After the Senate’s latest health care plan failed, Trump and the GOP are now rooting for a full repeal of the ACA as soon as next week. Trump has said he wants to repeal the ACA as quickly as possible and the Senate shouldn’t go into their August recess without putting a repeal bill on his desk. What we don’t know is how Senator Tillis will vote on the full repeal of the ACA next Tuesday that has the potential to leave 32 million Americans without health coverage.
Still, it seems improbable that the White House lunch will change the calculus in the Senate, where McConnell has failed repeatedly to come up with a bill that can satisfy both conservatives and moderates in his party.
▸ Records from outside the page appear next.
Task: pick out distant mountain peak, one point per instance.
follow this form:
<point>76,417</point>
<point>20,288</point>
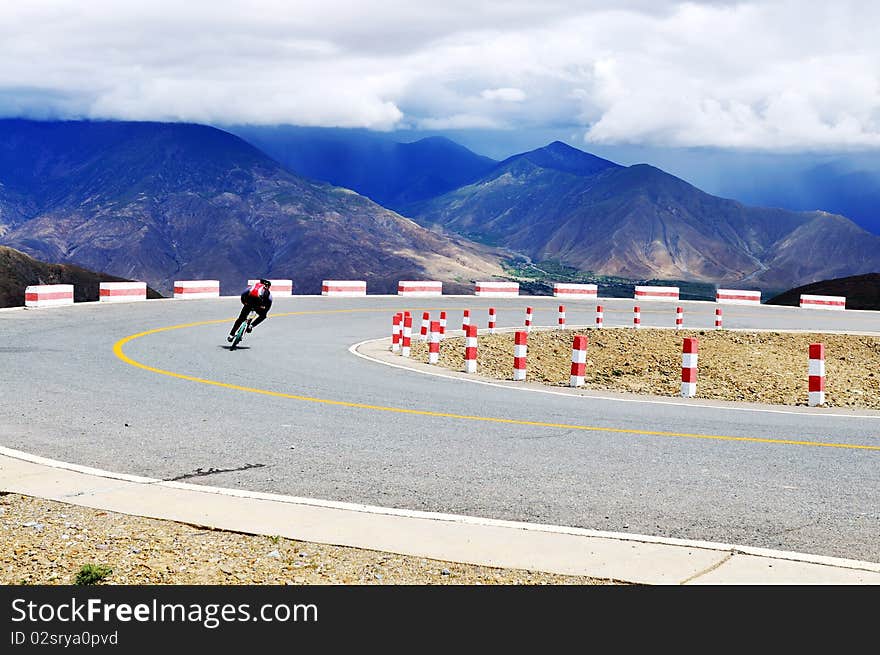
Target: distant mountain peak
<point>563,157</point>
Two different versions of repeal-and-replace legislation fell short of votes before coming to the floor, pushing McConnell to announce Monday night that he would retreat to a repeal-only bill that had passed Congress when Obama was in office.
Yet almost as soon as that plan was unveiled it too was killed off as three GOP senators, one more than McConnell can afford to lose in the narrowly divided Senate, announced opposition.
Complicating matters further, in his comments at the White House lunch Trump was back to supporting repeal and replace legislation, not just repeal.
“We have no choice, we have to repeal and replace Obamacare,” Trump said. “We can repeal it but the best is repeal and replace.”
Notwithstanding the mixed messages, what was clear Wednesday was that after promising for seven years to repeal and replace “Obamacare” — and using the issue to obtain majorities in Congress and the White House — many Republican senators are reluctant to abandon the effort, even as some acknowledge it would take a dramatic intervention to change the outcome.
“Know anybody who can work miracles?” said GOP Sen. Pat Roberts of Kansas ahead of the White House lunch.
As Chuck Grassley of Iowa got on board the bus that would ferry senators to the Trump lunch, he tweeted: “I’m eager to replace Obamacare and I’m the first one on the bus to the Whitehouse to find the magic to get to ‘yes.'”
The three senators who are publicly opposed to moving forward on the repeal-only bill are Sens. Susan Collins of Maine, Lisa Murkowski of Alaska and Shelley Moore Capito of West Virginia.